Scientists and businesspersons who are entrepreneurial and either poised to create or join biotech ventures or who have already entered the field frequently ask me as their legal counsel to bring to their attention corporate and securities law issues likely to face them on their pathway. Those repetitive requests prompted me to embark on what will be a series of succinct articles describing – wholly apart from the world of science – the lifecycle of pre-sales revenue biotech ventures destined for IPO success.
Because so many biotech ventures begin life by obtaining rights to biotechnology from a university or from a scientific institution in a process known as technology transfer, the first article will explore the licensing process.
The bemoaned drug approval process regulated by the FDA will be covered in the second article, explaining in detail the multi-phased trials that must be passed before obtaining government approval to market a drug in the U.S. The related issue of the expenses attendant to such studies will be covered as well, and I will explain how and when government funding plays into the picture.
Article three will explore the ins and outs of intellectual property protection – patents and trade secrets – from my perspective of not being an I.P. attorney but having worked with many as co-counsel over the years.
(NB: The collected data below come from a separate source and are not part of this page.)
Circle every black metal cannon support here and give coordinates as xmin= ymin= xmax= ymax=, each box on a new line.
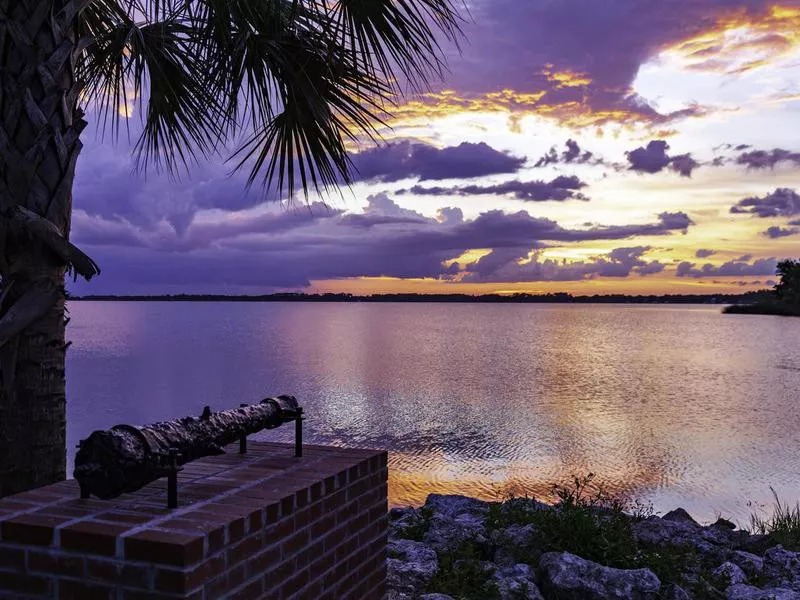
xmin=74 ymin=395 xmax=304 ymax=507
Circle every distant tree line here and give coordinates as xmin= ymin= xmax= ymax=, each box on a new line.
xmin=69 ymin=291 xmax=772 ymax=305
xmin=724 ymin=259 xmax=800 ymax=316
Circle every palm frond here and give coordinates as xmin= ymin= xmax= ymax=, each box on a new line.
xmin=75 ymin=0 xmax=463 ymax=198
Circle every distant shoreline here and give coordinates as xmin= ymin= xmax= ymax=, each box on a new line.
xmin=723 ymin=301 xmax=800 ymax=316
xmin=68 ymin=292 xmax=769 ymax=305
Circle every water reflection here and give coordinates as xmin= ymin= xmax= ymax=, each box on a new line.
xmin=66 ymin=302 xmax=800 ymax=523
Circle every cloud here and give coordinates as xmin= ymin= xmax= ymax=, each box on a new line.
xmin=695 ymin=249 xmax=716 ymax=258
xmin=676 ymin=257 xmax=778 ymax=278
xmin=350 ymin=140 xmax=525 ymax=182
xmin=462 ymin=246 xmax=666 ymax=283
xmin=71 ymin=189 xmax=695 ymax=292
xmin=625 ymin=140 xmax=699 ymax=177
xmin=763 ymin=226 xmax=800 ymax=239
xmin=736 ymin=148 xmax=800 ymax=170
xmin=535 ymin=139 xmax=596 ymax=167
xmin=388 ymin=1 xmax=793 ymax=130
xmin=730 ymin=188 xmax=800 ymax=218
xmin=400 ymin=175 xmax=590 ymax=202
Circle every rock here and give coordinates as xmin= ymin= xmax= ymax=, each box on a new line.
xmin=421 ymin=494 xmax=491 ymax=554
xmin=387 ymin=539 xmax=439 ymax=596
xmin=730 ymin=551 xmax=765 ymax=578
xmin=423 ymin=511 xmax=488 ymax=554
xmin=726 ymin=583 xmax=800 ymax=599
xmin=663 ymin=508 xmax=700 ymax=526
xmin=634 ymin=515 xmax=722 ymax=559
xmin=662 ymin=584 xmax=692 ymax=600
xmin=494 ymin=563 xmax=544 ymax=600
xmin=763 ymin=546 xmax=800 ymax=586
xmin=716 ymin=517 xmax=738 ymax=530
xmin=419 ymin=595 xmax=456 ymax=600
xmin=424 ymin=494 xmax=490 ymax=518
xmin=491 ymin=524 xmax=540 ymax=566
xmin=714 ymin=561 xmax=749 ymax=586
xmin=538 ymin=551 xmax=661 ymax=600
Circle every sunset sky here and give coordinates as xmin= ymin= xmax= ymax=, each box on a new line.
xmin=70 ymin=1 xmax=800 ymax=296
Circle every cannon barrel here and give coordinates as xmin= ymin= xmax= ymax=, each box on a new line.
xmin=74 ymin=395 xmax=300 ymax=500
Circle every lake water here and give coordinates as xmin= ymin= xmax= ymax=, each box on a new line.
xmin=65 ymin=302 xmax=800 ymax=524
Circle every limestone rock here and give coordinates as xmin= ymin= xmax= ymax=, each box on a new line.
xmin=387 ymin=539 xmax=439 ymax=596
xmin=714 ymin=561 xmax=749 ymax=586
xmin=494 ymin=563 xmax=544 ymax=600
xmin=726 ymin=583 xmax=800 ymax=599
xmin=538 ymin=551 xmax=661 ymax=600
xmin=491 ymin=524 xmax=540 ymax=566
xmin=730 ymin=551 xmax=765 ymax=578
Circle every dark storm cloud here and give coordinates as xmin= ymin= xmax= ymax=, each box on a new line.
xmin=695 ymin=249 xmax=716 ymax=258
xmin=763 ymin=226 xmax=799 ymax=239
xmin=737 ymin=149 xmax=800 ymax=170
xmin=462 ymin=246 xmax=666 ymax=283
xmin=439 ymin=0 xmax=773 ymax=126
xmin=625 ymin=140 xmax=699 ymax=177
xmin=350 ymin=140 xmax=526 ymax=182
xmin=730 ymin=188 xmax=800 ymax=218
xmin=676 ymin=257 xmax=778 ymax=278
xmin=71 ymin=189 xmax=695 ymax=292
xmin=400 ymin=175 xmax=590 ymax=202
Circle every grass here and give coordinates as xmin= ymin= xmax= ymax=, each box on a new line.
xmin=425 ymin=540 xmax=501 ymax=600
xmin=748 ymin=488 xmax=800 ymax=551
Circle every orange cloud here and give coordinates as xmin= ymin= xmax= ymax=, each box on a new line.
xmin=661 ymin=4 xmax=800 ymax=75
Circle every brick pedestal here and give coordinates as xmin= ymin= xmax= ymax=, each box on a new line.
xmin=0 ymin=442 xmax=388 ymax=599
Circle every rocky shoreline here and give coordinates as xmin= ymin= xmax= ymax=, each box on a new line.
xmin=388 ymin=493 xmax=800 ymax=600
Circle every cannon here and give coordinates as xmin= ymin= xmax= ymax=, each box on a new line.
xmin=74 ymin=395 xmax=303 ymax=504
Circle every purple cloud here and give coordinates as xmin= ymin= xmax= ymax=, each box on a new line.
xmin=676 ymin=257 xmax=778 ymax=278
xmin=695 ymin=249 xmax=716 ymax=258
xmin=70 ymin=190 xmax=695 ymax=293
xmin=463 ymin=246 xmax=665 ymax=283
xmin=763 ymin=226 xmax=799 ymax=239
xmin=626 ymin=140 xmax=699 ymax=177
xmin=350 ymin=141 xmax=525 ymax=182
xmin=737 ymin=148 xmax=800 ymax=170
xmin=535 ymin=139 xmax=596 ymax=167
xmin=435 ymin=0 xmax=768 ymax=126
xmin=401 ymin=175 xmax=589 ymax=202
xmin=730 ymin=188 xmax=800 ymax=218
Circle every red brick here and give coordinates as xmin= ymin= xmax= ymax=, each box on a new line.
xmin=124 ymin=529 xmax=205 ymax=566
xmin=61 ymin=521 xmax=131 ymax=556
xmin=279 ymin=567 xmax=309 ymax=597
xmin=0 ymin=572 xmax=52 ymax=596
xmin=58 ymin=579 xmax=114 ymax=600
xmin=0 ymin=545 xmax=25 ymax=570
xmin=85 ymin=558 xmax=151 ymax=589
xmin=28 ymin=551 xmax=85 ymax=577
xmin=245 ymin=544 xmax=280 ymax=578
xmin=281 ymin=529 xmax=309 ymax=559
xmin=154 ymin=554 xmax=224 ymax=594
xmin=159 ymin=517 xmax=225 ymax=554
xmin=1 ymin=514 xmax=69 ymax=546
xmin=227 ymin=531 xmax=263 ymax=566
xmin=229 ymin=576 xmax=264 ymax=600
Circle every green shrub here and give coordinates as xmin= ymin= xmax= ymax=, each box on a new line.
xmin=426 ymin=540 xmax=500 ymax=600
xmin=748 ymin=488 xmax=800 ymax=550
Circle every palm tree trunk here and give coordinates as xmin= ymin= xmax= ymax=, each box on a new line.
xmin=0 ymin=0 xmax=89 ymax=496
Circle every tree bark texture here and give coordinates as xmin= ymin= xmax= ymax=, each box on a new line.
xmin=0 ymin=0 xmax=92 ymax=496
xmin=74 ymin=396 xmax=301 ymax=500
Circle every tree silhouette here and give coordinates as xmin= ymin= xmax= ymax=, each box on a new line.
xmin=0 ymin=0 xmax=462 ymax=496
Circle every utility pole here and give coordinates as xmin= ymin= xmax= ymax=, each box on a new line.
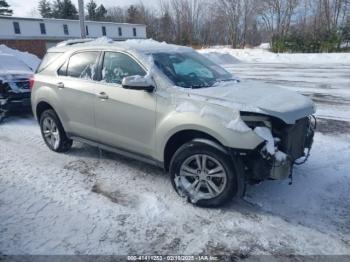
xmin=78 ymin=0 xmax=86 ymax=38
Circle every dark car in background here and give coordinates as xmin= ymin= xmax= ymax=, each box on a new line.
xmin=0 ymin=54 xmax=33 ymax=122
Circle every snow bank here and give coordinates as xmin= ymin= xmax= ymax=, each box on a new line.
xmin=0 ymin=54 xmax=33 ymax=76
xmin=200 ymin=48 xmax=350 ymax=65
xmin=202 ymin=52 xmax=241 ymax=65
xmin=0 ymin=45 xmax=41 ymax=71
xmin=257 ymin=43 xmax=271 ymax=50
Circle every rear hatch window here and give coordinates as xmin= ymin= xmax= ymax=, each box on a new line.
xmin=36 ymin=52 xmax=63 ymax=73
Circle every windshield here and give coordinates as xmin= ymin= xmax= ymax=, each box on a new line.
xmin=152 ymin=51 xmax=233 ymax=89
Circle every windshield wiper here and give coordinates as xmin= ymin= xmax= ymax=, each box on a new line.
xmin=190 ymin=85 xmax=208 ymax=89
xmin=219 ymin=78 xmax=240 ymax=83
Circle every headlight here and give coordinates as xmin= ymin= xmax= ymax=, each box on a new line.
xmin=240 ymin=113 xmax=272 ymax=129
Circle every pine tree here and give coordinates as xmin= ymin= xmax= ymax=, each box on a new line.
xmin=0 ymin=0 xmax=13 ymax=16
xmin=38 ymin=0 xmax=52 ymax=18
xmin=126 ymin=5 xmax=141 ymax=24
xmin=86 ymin=0 xmax=97 ymax=20
xmin=86 ymin=0 xmax=106 ymax=21
xmin=52 ymin=0 xmax=77 ymax=19
xmin=160 ymin=11 xmax=173 ymax=42
xmin=342 ymin=17 xmax=350 ymax=47
xmin=95 ymin=4 xmax=106 ymax=21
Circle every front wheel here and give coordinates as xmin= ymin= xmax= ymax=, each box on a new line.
xmin=169 ymin=140 xmax=245 ymax=207
xmin=40 ymin=109 xmax=73 ymax=152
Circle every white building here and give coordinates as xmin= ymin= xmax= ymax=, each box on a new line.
xmin=0 ymin=16 xmax=147 ymax=58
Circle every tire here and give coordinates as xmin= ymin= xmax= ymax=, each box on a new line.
xmin=169 ymin=139 xmax=245 ymax=207
xmin=39 ymin=109 xmax=73 ymax=153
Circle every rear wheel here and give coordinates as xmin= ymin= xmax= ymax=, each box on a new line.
xmin=40 ymin=109 xmax=72 ymax=152
xmin=170 ymin=140 xmax=244 ymax=207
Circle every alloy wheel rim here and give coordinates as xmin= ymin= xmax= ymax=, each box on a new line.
xmin=42 ymin=117 xmax=60 ymax=150
xmin=178 ymin=154 xmax=227 ymax=200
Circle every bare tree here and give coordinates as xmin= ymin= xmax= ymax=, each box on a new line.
xmin=319 ymin=0 xmax=349 ymax=32
xmin=88 ymin=0 xmax=350 ymax=52
xmin=170 ymin=0 xmax=204 ymax=45
xmin=259 ymin=0 xmax=299 ymax=39
xmin=215 ymin=0 xmax=242 ymax=48
xmin=106 ymin=7 xmax=126 ymax=23
xmin=159 ymin=0 xmax=176 ymax=42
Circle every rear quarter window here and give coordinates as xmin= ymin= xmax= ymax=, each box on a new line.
xmin=36 ymin=52 xmax=63 ymax=73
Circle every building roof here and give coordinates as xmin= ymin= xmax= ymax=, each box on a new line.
xmin=0 ymin=15 xmax=146 ymax=27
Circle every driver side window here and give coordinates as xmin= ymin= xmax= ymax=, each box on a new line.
xmin=101 ymin=52 xmax=146 ymax=84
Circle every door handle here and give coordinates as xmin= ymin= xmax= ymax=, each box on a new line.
xmin=57 ymin=82 xmax=65 ymax=89
xmin=97 ymin=92 xmax=109 ymax=100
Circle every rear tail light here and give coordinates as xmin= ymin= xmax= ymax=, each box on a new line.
xmin=29 ymin=77 xmax=35 ymax=91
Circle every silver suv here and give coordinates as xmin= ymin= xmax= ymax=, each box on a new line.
xmin=31 ymin=39 xmax=315 ymax=207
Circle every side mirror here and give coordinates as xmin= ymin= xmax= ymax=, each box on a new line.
xmin=122 ymin=75 xmax=155 ymax=92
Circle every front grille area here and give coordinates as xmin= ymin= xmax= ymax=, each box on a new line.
xmin=0 ymin=82 xmax=9 ymax=99
xmin=15 ymin=80 xmax=30 ymax=90
xmin=275 ymin=117 xmax=310 ymax=161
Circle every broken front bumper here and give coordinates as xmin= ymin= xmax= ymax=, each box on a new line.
xmin=245 ymin=116 xmax=316 ymax=182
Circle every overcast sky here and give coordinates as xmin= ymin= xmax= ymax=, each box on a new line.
xmin=7 ymin=0 xmax=159 ymax=17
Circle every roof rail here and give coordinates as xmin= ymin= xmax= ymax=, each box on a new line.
xmin=56 ymin=38 xmax=95 ymax=47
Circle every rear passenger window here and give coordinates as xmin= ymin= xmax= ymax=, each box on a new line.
xmin=101 ymin=52 xmax=146 ymax=84
xmin=67 ymin=52 xmax=100 ymax=80
xmin=57 ymin=60 xmax=68 ymax=76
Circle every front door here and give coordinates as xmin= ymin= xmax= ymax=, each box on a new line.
xmin=94 ymin=51 xmax=156 ymax=157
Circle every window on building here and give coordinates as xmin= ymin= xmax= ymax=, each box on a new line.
xmin=40 ymin=23 xmax=46 ymax=35
xmin=86 ymin=25 xmax=89 ymax=36
xmin=133 ymin=28 xmax=137 ymax=37
xmin=63 ymin=24 xmax=69 ymax=35
xmin=67 ymin=52 xmax=100 ymax=80
xmin=118 ymin=27 xmax=122 ymax=37
xmin=13 ymin=22 xmax=20 ymax=34
xmin=102 ymin=26 xmax=106 ymax=36
xmin=101 ymin=52 xmax=146 ymax=84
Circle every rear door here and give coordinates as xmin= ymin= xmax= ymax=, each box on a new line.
xmin=56 ymin=51 xmax=101 ymax=140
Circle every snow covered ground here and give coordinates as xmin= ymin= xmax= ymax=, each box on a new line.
xmin=1 ymin=47 xmax=350 ymax=256
xmin=200 ymin=47 xmax=350 ymax=65
xmin=1 ymin=118 xmax=349 ymax=256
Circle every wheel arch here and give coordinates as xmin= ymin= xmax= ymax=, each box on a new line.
xmin=36 ymin=101 xmax=55 ymax=122
xmin=163 ymin=129 xmax=228 ymax=172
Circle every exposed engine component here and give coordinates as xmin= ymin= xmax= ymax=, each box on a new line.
xmin=241 ymin=113 xmax=316 ymax=184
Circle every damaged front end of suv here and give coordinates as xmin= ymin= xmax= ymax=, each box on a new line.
xmin=0 ymin=77 xmax=32 ymax=122
xmin=240 ymin=112 xmax=316 ymax=184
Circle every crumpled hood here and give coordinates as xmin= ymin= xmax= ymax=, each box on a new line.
xmin=0 ymin=71 xmax=32 ymax=83
xmin=183 ymin=80 xmax=315 ymax=124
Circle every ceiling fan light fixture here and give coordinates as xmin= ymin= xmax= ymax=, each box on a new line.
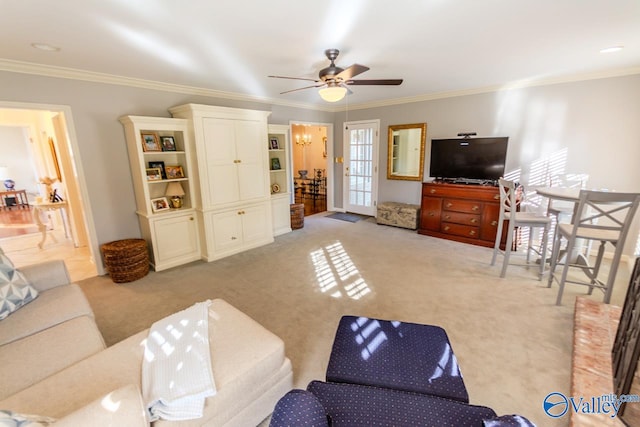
xmin=318 ymin=85 xmax=347 ymax=102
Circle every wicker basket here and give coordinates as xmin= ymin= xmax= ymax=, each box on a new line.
xmin=290 ymin=203 xmax=304 ymax=230
xmin=101 ymin=238 xmax=149 ymax=283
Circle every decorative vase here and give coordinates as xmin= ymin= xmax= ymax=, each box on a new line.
xmin=170 ymin=196 xmax=183 ymax=209
xmin=3 ymin=179 xmax=15 ymax=190
xmin=298 ymin=170 xmax=308 ymax=179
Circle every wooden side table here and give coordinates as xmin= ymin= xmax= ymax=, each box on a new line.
xmin=0 ymin=189 xmax=29 ymax=210
xmin=33 ymin=201 xmax=72 ymax=249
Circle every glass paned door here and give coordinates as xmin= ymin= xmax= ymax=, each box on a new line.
xmin=343 ymin=121 xmax=379 ymax=216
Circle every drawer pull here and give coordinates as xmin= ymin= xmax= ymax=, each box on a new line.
xmin=491 ymin=220 xmax=498 ymax=226
xmin=445 ymin=202 xmax=453 ymax=208
xmin=430 ymin=189 xmax=436 ymax=194
xmin=469 ymin=230 xmax=476 ymax=236
xmin=470 ymin=218 xmax=478 ymax=223
xmin=472 ymin=205 xmax=479 ymax=211
xmin=494 ymin=194 xmax=500 ymax=200
xmin=231 ymin=236 xmax=237 ymax=240
xmin=444 ymin=215 xmax=451 ymax=220
xmin=190 ymin=217 xmax=194 ymax=221
xmin=444 ymin=226 xmax=450 ymax=231
xmin=428 ymin=212 xmax=435 ymax=217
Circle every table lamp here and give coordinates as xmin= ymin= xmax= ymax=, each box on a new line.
xmin=165 ymin=182 xmax=185 ymax=208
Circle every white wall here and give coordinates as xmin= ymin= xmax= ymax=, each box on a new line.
xmin=333 ymin=74 xmax=640 ymax=255
xmin=1 ymin=70 xmax=639 ymax=261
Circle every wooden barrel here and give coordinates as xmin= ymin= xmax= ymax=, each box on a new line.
xmin=290 ymin=203 xmax=304 ymax=230
xmin=100 ymin=238 xmax=149 ymax=283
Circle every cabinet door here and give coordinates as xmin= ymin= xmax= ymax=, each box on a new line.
xmin=236 ymin=120 xmax=267 ymax=201
xmin=153 ymin=213 xmax=199 ymax=267
xmin=202 ymin=118 xmax=239 ymax=206
xmin=209 ymin=210 xmax=244 ymax=254
xmin=420 ymin=197 xmax=443 ymax=231
xmin=241 ymin=202 xmax=271 ymax=245
xmin=271 ymin=195 xmax=292 ymax=236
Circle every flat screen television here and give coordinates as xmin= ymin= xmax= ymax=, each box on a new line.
xmin=429 ymin=137 xmax=509 ymax=183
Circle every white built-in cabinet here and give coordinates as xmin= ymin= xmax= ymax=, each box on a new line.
xmin=169 ymin=104 xmax=274 ymax=261
xmin=268 ymin=124 xmax=293 ymax=236
xmin=119 ymin=116 xmax=201 ymax=271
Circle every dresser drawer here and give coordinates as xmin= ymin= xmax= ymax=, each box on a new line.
xmin=442 ymin=211 xmax=480 ymax=226
xmin=441 ymin=222 xmax=479 ymax=239
xmin=443 ymin=199 xmax=482 ymax=214
xmin=422 ymin=183 xmax=500 ymax=201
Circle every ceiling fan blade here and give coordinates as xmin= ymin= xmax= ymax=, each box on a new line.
xmin=268 ymin=75 xmax=319 ymax=83
xmin=279 ymin=83 xmax=325 ymax=94
xmin=346 ymin=79 xmax=404 ymax=86
xmin=336 ymin=64 xmax=369 ymax=81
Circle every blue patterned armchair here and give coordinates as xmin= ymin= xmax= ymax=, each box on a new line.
xmin=270 ymin=316 xmax=535 ymax=426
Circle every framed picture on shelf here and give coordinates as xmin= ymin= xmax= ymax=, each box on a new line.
xmin=165 ymin=165 xmax=184 ymax=179
xmin=160 ymin=136 xmax=177 ymax=151
xmin=145 ymin=167 xmax=163 ymax=181
xmin=141 ymin=132 xmax=161 ymax=152
xmin=151 ymin=197 xmax=170 ymax=212
xmin=269 ymin=137 xmax=279 ymax=150
xmin=148 ymin=161 xmax=166 ymax=179
xmin=270 ymin=158 xmax=281 ymax=170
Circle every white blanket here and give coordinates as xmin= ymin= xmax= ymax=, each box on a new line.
xmin=142 ymin=300 xmax=216 ymax=421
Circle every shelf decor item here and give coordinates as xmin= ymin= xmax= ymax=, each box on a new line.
xmin=146 ymin=168 xmax=163 ymax=181
xmin=165 ymin=182 xmax=185 ymax=208
xmin=148 ymin=161 xmax=166 ymax=179
xmin=271 ymin=158 xmax=281 ymax=170
xmin=269 ymin=137 xmax=279 ymax=150
xmin=160 ymin=135 xmax=177 ymax=151
xmin=165 ymin=165 xmax=184 ymax=179
xmin=141 ymin=132 xmax=161 ymax=152
xmin=271 ymin=183 xmax=280 ymax=194
xmin=150 ymin=196 xmax=170 ymax=212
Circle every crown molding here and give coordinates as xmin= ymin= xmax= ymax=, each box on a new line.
xmin=336 ymin=66 xmax=640 ymax=112
xmin=0 ymin=58 xmax=333 ymax=112
xmin=1 ymin=58 xmax=638 ymax=114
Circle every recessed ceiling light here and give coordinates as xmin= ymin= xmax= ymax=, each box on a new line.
xmin=600 ymin=46 xmax=624 ymax=54
xmin=31 ymin=43 xmax=61 ymax=52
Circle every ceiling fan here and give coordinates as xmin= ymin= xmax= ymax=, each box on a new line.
xmin=268 ymin=49 xmax=403 ymax=102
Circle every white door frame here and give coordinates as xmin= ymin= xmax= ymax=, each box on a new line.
xmin=288 ymin=121 xmax=335 ymax=211
xmin=0 ymin=100 xmax=101 ymax=273
xmin=342 ymin=119 xmax=380 ymax=216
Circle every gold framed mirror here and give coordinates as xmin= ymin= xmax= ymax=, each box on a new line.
xmin=387 ymin=123 xmax=427 ymax=181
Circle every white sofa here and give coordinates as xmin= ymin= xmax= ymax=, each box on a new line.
xmin=0 ymin=259 xmax=293 ymax=426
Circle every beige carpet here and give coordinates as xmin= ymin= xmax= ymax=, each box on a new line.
xmin=77 ymin=212 xmax=632 ymax=427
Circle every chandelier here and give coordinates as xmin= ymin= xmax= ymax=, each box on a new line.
xmin=295 ymin=132 xmax=312 ymax=146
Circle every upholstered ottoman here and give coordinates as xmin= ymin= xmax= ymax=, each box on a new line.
xmin=326 ymin=315 xmax=469 ymax=403
xmin=376 ymin=201 xmax=420 ymax=229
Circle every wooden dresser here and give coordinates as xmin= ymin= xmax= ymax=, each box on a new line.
xmin=418 ymin=182 xmax=506 ymax=248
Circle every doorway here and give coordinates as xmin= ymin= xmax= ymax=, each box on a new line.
xmin=343 ymin=120 xmax=380 ymax=216
xmin=0 ymin=102 xmax=98 ymax=281
xmin=291 ymin=123 xmax=331 ymax=216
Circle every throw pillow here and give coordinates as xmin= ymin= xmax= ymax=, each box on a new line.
xmin=0 ymin=409 xmax=56 ymax=426
xmin=0 ymin=255 xmax=39 ymax=320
The first article will have introduced the subject of patenting in the context of tech transfer.
The fourth Article will examine the capital structure that best suits a new venture, acknowledging that many companies begin life structured one way and then convert to a different structure later in the game as required to suit financing imperatives. I will discuss venture capital financing, which is nearly always the path followed by biotech ventures following proof of concept, and in my experience the optimal path. I will explain details of variations of preferred stock, the securities of choice in nearly all venture capital financings. Convertible debt financing will be covered as well, which is often the first and last method of financing before a company publicly offers its securities.
Article five will address corporate law matters such as corporate governance. I will discuss details of corporate charters and corporate statutes, especially maintenance of control provisions.
Executive compensation is always the subject of intense inquiry, and therefore I will devote Article six to that topic, which will explain a range of personnel contracts, both for employees and independent contractors.
The last article in the series will discuss the JOBS Act in general and the emerging growth companies provisions therein in particular, which have been an impetus to the surge in IPOs for biotech — and other — ventures since its passage.
It is my objective and hope that the series of articles will demystify the process to some extent, and by so doing provide both comfort to nervous entrants unfamiliar with the territory as well as issues to ponder, and provoke dialog among the many interested parties.